“He visto las notas de Gerry y por supuesto que tiene razón.”

    Hace algunos días, Gerry Conway expresó su descontento con las políticas de derechos de autor y pago de regalías por parte de Warner y DC Entertainment. La nota recibió muchas muestras de solidaridad y apoyo por parte de otros autores.

    Neal Adams fue uno de los autores que opinaron al respecto, y esto fue lo que escribió:

    El problema es este: las compañías, DC y Marvel, ¡Nunca han creado algo! Al igual que los editores de libros “de verdad”, o novelas, son puro negocio. Un negocio no creativo. Sus trabajadores -los AUTORES- crean todo lo que publican… ¡Y lo saben! Pero QUISIERAN haber creado todo para poder POSEERLO, VENDERLO y licenciarlo ¡Y hacerse más ricos al hacerlo!

    ¡Pero ellos no crearon nada! SIN EMBARGO, como ellos lo imprimieron y CONTRATARON a trabajadores independientes para CREAR… “DICEN” y “piensan” que son sus dueños y lo “crearon”. (Los editores de libros “saben” que no es así. Porque ellos negociaron contratos por todo lo que publican con los autores y sus agentes). DC y Marvel están mal y siempre lo han estado.

    Podrían” haber creado y ser dueños de todo si hubieran contratado a sus creativos para ser EMPLEADOS… ¡Pero NUNCA LO HICIERON! Los empleados (para fines prácticos) “pertenecen” a sus empleadores por el tiempo de su empleo, porque trabajan en las instalaciones de los empleadores. Usan las herramientas provistas por el empleador, trabajan de acuerdo a sus horarios y completamente bajo su dirección, así que cualquier cosa que produzcan le pertenece al empleador.

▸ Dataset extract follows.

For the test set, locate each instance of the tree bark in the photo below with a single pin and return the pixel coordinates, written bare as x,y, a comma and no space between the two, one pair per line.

    El empleador también recolecta los impuestos estatales y federales del “salario” de los empleados para enviarlo al gobierno, al igual que los pagos de seguro social y desempleo. PERO… muchos de estos empleadores NO quieren proveer estos incentivos y beneficios, y aun así, quizá increíblemente, quieren los derechos sobre LAS CREACIONES Y APORTES DE SUS TRABAJADORES INDEPENDIENTES…

    Estos empleadores convencieron al congreso de corromper la nueva ley de derechos de autor de 1978 para incluir una NUEVA CATEGORÍA. Una en la que el trabajador independiente puede ser tratado como empleado, a pesar del hecho de que él o ella no recibe absolutamente ninguno de los beneficios de SER un empleado real. En esta re-aplicación de la ley, bajo la cláusula de “trabajo por honorarios”, no tiene NINGUNO de los beneficios de ser EMPLEADO o TRABAJADOR INDEPENDIENTE… ¡y TODOS los aspectos negativos de AMBAS!

    No tienen beneficios de empleado y sigue sin TENER LOS DERECHOS que sacrificó para ser un “trabajador independiente”. Y ESTO, almas gentiles, es por lo que Marvel, supongo, se arregló con la familia Kirby por, según se especula, decenas de millones de dólares. El caso se dirigía a la Suprema Corte, quienes habían accedido a revisarlo (increíble ¿no?) y es posible que la Suprema Corte simplemente hubiera desechado “trabajo por honorarios”.

    ¿Se imaginan eso? ¿Tienen idea de lo que eso pudo significar para cada persona creativa en los Estados Unidos de América? “Trabajo por honorarios” es lo único que se interpone entre los editores y el verdadero significado de los “derechos del creador”.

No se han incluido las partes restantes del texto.